[Bug Report] Calculating rewards for Blackjack toy-text env #1011

peterhungh3 · 2024-04-11T20:48:17Z

Describe the bug

In blackjack.py: reward = cmp(score(self.player), score(self.dealer))

Current rewards seem wrong for 2 edge cases:

Player: Blackjack vs Dealer: 21. Currently this return a draw (reward = 0) while it should be 1 (b/c player wins).
Player and dealer both bust: Currently this return a draw (reward = 0) while it should be -1 (dealer wins).

Code example

In blackjack.py: 
Inside function step():
reward = cmp(score(self.player), score(self.dealer))

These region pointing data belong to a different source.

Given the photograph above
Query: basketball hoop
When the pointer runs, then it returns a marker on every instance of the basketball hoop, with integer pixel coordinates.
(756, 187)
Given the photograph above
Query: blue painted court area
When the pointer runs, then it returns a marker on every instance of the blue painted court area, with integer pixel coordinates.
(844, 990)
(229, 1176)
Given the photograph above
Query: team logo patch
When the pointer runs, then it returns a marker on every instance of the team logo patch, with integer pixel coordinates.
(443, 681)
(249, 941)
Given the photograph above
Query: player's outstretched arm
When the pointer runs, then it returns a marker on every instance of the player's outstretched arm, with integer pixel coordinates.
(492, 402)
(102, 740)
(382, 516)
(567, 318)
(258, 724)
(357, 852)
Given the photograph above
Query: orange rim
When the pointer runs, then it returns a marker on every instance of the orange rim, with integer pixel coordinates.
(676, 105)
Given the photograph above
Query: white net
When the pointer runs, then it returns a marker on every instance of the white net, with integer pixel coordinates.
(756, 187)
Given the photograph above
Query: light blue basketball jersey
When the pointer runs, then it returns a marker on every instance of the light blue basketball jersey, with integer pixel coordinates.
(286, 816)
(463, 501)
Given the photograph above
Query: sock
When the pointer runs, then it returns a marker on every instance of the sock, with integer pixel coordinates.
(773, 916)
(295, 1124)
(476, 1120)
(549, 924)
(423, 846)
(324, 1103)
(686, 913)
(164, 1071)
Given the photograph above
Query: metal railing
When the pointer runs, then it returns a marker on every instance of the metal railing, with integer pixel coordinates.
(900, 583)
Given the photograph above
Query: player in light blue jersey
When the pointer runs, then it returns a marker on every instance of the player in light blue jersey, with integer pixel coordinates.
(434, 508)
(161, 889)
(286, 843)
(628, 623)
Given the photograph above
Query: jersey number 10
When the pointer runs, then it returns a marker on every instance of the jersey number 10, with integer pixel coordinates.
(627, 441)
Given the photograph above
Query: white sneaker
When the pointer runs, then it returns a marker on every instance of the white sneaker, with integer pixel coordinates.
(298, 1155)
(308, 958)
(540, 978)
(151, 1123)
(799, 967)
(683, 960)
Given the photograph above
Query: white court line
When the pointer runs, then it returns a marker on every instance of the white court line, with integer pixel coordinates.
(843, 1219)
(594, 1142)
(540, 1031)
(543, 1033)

And definition of score() and cmp(): 
def score(hand):  # What is the score of this hand (0 if bust)
    return 0 if is_bust(hand) else sum_hand(hand)
def cmp(a, b):
    return float(a > b) - float(a < b)

System info

Gymnasium, main branch
Python 3.9

Additional context

No response

Checklist

I have checked that there is no similar issue in the repo

pseudo-rnd-thoughts · 2024-04-11T21:44:35Z

I'm surprised that no one has noticed this issue with the reward function though admittedly on edge cases

What is your suggested changes to the reward in terms of code?
Could you provide some testing code for this behaviour? (you can use known seeds and actions to testing particular outcomes)

peterhungh3 · 2024-04-12T01:51:00Z

@pseudo-rnd-thoughts

For case 1: player 21 vs Dealer BJ and vice versa. Currently, the returned reward is 0 (draw)

Ex code to test for player = BJ + dealer = 21

from gymnasium.envs.toy_text.blackjack import BlackjackEnv, sum_hand 

env = BlackjackEnv(natural=True)
while True: 
    obs, _ = env.reset()
    if obs[0] == 21: # Player BJ
        action = 0
        next_obs, reward, terminated, truncated, info = env.step(action)
        if sum_hand(env.dealer) == 21 and len(env.dealer) > 2: # 21
            print(f"Player: {env.player} & dealer = {env.dealer}, " 
                f"reward = {reward}")
            assert reward == 1.5, reward

Ex code to test for player = 21 & dealer = BJ

    env = BlackjackEnv(natural=True)
    while True: 
        obs, _ = env.reset()
        if sum_hand(env.player) == 21: # ignore player BJ, we want to find 21
            continue 

        action = 1
        next_obs, reward, terminated, truncated, info = env.step(action)
        if (sum_hand(env.player) == 21 and len(env.player) > 2 and # player 21
            sum_hand(env.dealer) == 21 and len(env.dealer) == 2 # dealer BJ
        ): 
            print(f"Player: {env.player} & dealer = {env.dealer}, " 
                f"reward = {reward}")
            assert reward == -1, reward

For case 2: when both busted: I've rechecked and actually the current codes could handle this.
This was my mistake as I was trying to extend the env to support double-down and that case happened to enter this code path:
reward = cmp(score(self.player), score(self.dealer))
which would produce a reward of 0, which is incorrect. But the current codes already handle the busted player case in another path.
Nevertheless, the above line of code still seems a bit "dangerous" as it made me think it would seem to be able to handle all cases.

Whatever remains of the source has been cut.